Todo viajante que passasse pela Muralha Branca levando um cristal, o fazia em algum bolso de fácil acesso, permanecendo, assim, preparado para um ataque imediato. Na verdade, o cristal para se espantar Sombras não era tão eficiente como se propunha. É a mais pura verdade que essa pedra peculiar, originária das regiões montanhosas do sudeste, tinha a singular e misteriosa propriedade de causar medo nos Vultos.
Não se sabe o por quê de tal reação. Sabe-se, contudo, que o efeito é temporário e só na primeira vez a criatura o sofre por completo. Apenas muito tempo depois, talvez dias, é que a Sombra da Neve voltará a temer uma pedra daquelas novamente. A intenção ao usar tal objeto é a de afastar o inimigo e ter tempo para escapar, indo o mais longe que puder. Ficando parado no mesmo lugar, uma pessoa se torna presa fácil das Sombras, justamente por ela saber onde procurar assim que expirar o efeito do afastamento.

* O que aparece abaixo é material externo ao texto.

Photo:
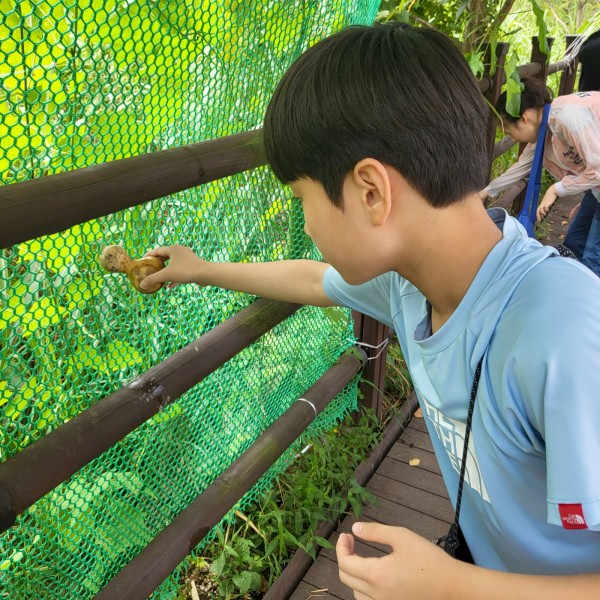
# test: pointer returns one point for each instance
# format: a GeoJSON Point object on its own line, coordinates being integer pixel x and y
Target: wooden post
{"type": "Point", "coordinates": [544, 60]}
{"type": "Point", "coordinates": [492, 94]}
{"type": "Point", "coordinates": [568, 76]}
{"type": "Point", "coordinates": [370, 331]}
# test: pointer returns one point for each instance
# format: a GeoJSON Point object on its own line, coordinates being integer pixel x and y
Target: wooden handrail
{"type": "Point", "coordinates": [50, 204]}
{"type": "Point", "coordinates": [43, 465]}
{"type": "Point", "coordinates": [155, 562]}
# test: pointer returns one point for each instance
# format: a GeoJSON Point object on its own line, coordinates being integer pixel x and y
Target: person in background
{"type": "Point", "coordinates": [380, 133]}
{"type": "Point", "coordinates": [589, 58]}
{"type": "Point", "coordinates": [571, 155]}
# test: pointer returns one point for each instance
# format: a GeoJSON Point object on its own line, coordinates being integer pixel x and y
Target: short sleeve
{"type": "Point", "coordinates": [371, 298]}
{"type": "Point", "coordinates": [559, 377]}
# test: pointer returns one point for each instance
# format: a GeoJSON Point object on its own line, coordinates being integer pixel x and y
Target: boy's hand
{"type": "Point", "coordinates": [547, 201]}
{"type": "Point", "coordinates": [184, 267]}
{"type": "Point", "coordinates": [574, 211]}
{"type": "Point", "coordinates": [416, 568]}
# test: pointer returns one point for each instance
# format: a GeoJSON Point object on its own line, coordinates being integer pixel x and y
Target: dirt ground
{"type": "Point", "coordinates": [555, 224]}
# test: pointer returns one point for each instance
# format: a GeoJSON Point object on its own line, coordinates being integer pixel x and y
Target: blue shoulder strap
{"type": "Point", "coordinates": [527, 216]}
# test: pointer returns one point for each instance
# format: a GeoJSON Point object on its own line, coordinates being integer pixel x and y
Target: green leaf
{"type": "Point", "coordinates": [542, 28]}
{"type": "Point", "coordinates": [246, 581]}
{"type": "Point", "coordinates": [476, 63]}
{"type": "Point", "coordinates": [218, 566]}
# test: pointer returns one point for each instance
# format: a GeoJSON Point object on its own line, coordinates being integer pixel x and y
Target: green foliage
{"type": "Point", "coordinates": [254, 548]}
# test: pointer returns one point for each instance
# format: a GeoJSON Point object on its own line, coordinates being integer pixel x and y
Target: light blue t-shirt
{"type": "Point", "coordinates": [531, 499]}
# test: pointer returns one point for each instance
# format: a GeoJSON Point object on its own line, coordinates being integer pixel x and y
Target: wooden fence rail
{"type": "Point", "coordinates": [45, 464]}
{"type": "Point", "coordinates": [40, 207]}
{"type": "Point", "coordinates": [155, 562]}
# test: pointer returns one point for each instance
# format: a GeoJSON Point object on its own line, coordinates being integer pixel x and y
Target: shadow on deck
{"type": "Point", "coordinates": [411, 496]}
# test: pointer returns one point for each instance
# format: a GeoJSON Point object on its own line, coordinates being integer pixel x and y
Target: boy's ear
{"type": "Point", "coordinates": [372, 182]}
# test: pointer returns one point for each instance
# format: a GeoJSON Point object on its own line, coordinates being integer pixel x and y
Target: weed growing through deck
{"type": "Point", "coordinates": [252, 550]}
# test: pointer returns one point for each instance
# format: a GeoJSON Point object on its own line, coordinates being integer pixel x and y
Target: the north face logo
{"type": "Point", "coordinates": [572, 516]}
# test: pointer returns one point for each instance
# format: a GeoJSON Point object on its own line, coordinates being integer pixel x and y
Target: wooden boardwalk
{"type": "Point", "coordinates": [414, 497]}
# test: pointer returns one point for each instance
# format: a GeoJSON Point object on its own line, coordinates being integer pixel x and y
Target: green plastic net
{"type": "Point", "coordinates": [90, 81]}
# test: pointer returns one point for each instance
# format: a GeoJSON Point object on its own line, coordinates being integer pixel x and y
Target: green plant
{"type": "Point", "coordinates": [318, 487]}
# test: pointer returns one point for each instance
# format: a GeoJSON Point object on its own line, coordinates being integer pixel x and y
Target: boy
{"type": "Point", "coordinates": [380, 132]}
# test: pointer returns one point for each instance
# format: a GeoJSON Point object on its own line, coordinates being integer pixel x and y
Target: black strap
{"type": "Point", "coordinates": [450, 540]}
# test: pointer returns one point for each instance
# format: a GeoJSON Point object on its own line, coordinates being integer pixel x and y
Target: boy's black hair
{"type": "Point", "coordinates": [535, 94]}
{"type": "Point", "coordinates": [401, 95]}
{"type": "Point", "coordinates": [589, 57]}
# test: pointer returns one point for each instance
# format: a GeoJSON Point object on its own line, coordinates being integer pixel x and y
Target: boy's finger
{"type": "Point", "coordinates": [150, 281]}
{"type": "Point", "coordinates": [345, 545]}
{"type": "Point", "coordinates": [376, 532]}
{"type": "Point", "coordinates": [160, 252]}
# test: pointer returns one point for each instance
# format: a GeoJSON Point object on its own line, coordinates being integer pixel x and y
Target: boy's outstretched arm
{"type": "Point", "coordinates": [416, 569]}
{"type": "Point", "coordinates": [298, 281]}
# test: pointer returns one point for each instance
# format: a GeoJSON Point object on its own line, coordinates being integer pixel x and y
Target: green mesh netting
{"type": "Point", "coordinates": [90, 81]}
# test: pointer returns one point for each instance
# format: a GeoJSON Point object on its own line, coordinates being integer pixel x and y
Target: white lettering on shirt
{"type": "Point", "coordinates": [451, 434]}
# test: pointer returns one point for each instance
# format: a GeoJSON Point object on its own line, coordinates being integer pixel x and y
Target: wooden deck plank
{"type": "Point", "coordinates": [418, 423]}
{"type": "Point", "coordinates": [306, 591]}
{"type": "Point", "coordinates": [324, 574]}
{"type": "Point", "coordinates": [407, 495]}
{"type": "Point", "coordinates": [404, 453]}
{"type": "Point", "coordinates": [412, 497]}
{"type": "Point", "coordinates": [415, 476]}
{"type": "Point", "coordinates": [416, 439]}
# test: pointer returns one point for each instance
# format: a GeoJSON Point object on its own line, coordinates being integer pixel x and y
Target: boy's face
{"type": "Point", "coordinates": [340, 235]}
{"type": "Point", "coordinates": [525, 130]}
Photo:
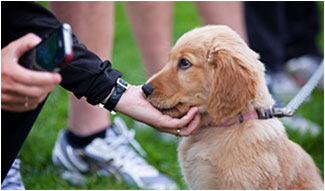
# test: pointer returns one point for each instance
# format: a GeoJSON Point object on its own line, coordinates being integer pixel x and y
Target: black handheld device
{"type": "Point", "coordinates": [52, 53]}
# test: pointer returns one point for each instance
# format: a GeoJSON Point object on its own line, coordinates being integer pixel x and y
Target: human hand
{"type": "Point", "coordinates": [23, 89]}
{"type": "Point", "coordinates": [134, 104]}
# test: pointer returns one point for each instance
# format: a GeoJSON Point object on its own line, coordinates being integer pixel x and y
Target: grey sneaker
{"type": "Point", "coordinates": [13, 179]}
{"type": "Point", "coordinates": [115, 154]}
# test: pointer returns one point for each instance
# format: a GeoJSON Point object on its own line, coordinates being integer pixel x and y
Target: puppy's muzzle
{"type": "Point", "coordinates": [147, 90]}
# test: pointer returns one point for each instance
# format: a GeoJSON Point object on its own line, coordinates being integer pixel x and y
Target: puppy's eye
{"type": "Point", "coordinates": [184, 64]}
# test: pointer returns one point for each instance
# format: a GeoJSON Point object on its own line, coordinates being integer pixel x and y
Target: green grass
{"type": "Point", "coordinates": [37, 168]}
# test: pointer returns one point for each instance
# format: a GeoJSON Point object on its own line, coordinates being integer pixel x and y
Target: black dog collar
{"type": "Point", "coordinates": [120, 87]}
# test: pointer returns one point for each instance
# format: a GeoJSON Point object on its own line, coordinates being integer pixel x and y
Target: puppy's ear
{"type": "Point", "coordinates": [234, 84]}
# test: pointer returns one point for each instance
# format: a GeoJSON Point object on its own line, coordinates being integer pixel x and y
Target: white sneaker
{"type": "Point", "coordinates": [13, 179]}
{"type": "Point", "coordinates": [115, 154]}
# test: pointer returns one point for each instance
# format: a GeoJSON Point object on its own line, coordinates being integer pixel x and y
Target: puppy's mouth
{"type": "Point", "coordinates": [163, 110]}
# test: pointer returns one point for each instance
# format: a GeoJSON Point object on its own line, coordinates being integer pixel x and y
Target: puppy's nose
{"type": "Point", "coordinates": [147, 89]}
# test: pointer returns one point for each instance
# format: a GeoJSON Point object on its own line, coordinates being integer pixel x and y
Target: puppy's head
{"type": "Point", "coordinates": [211, 68]}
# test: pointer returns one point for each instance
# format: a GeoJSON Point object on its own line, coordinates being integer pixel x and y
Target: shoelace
{"type": "Point", "coordinates": [13, 178]}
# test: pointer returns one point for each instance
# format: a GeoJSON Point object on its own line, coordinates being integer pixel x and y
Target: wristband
{"type": "Point", "coordinates": [120, 87]}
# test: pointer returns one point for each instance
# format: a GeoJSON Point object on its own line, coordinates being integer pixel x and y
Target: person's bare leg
{"type": "Point", "coordinates": [151, 23]}
{"type": "Point", "coordinates": [93, 24]}
{"type": "Point", "coordinates": [224, 13]}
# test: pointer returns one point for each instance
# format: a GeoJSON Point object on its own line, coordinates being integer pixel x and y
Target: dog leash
{"type": "Point", "coordinates": [301, 96]}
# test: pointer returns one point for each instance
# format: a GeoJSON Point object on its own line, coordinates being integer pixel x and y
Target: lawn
{"type": "Point", "coordinates": [37, 168]}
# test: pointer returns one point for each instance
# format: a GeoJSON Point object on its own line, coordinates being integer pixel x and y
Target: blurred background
{"type": "Point", "coordinates": [39, 172]}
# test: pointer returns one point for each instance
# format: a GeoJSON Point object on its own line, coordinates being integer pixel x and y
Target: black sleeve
{"type": "Point", "coordinates": [86, 75]}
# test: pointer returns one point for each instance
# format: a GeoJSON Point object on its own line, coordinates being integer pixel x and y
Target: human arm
{"type": "Point", "coordinates": [134, 104]}
{"type": "Point", "coordinates": [23, 89]}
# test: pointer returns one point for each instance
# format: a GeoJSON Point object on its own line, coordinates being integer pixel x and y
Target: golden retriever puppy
{"type": "Point", "coordinates": [213, 69]}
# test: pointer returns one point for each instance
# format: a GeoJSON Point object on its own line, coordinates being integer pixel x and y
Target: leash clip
{"type": "Point", "coordinates": [282, 112]}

O velho avançava além do que o seu físico jamais ousou parecer possível, cortando a neve por onde haviam passado há pouco, desaparecendo na imensidão branca que cobria o caminho entre as montanhas. Perto da fenda, o frio e o medo se engajavam numa luta pelo controle da consciência do homem que montava guarda junto ao amigo. Voltou nevar um pouco.
Transpondo a passos largos o gélido tapete branco, o velho praticamente jogava seu corpo para frente, devido ao desespero de alcançar o destino o quanto antes. Temia mais pela vida dos dois que ficaram do que pela sua própria. Sentia algum remorso por ter proposto ao mais novo ficar e guardar o lugar, pois no fundo sabia que um ato de verdadeira coragem seria o de se oferecer para ficar e encarar o perigo enquanto o outro saísse atrás de socorro.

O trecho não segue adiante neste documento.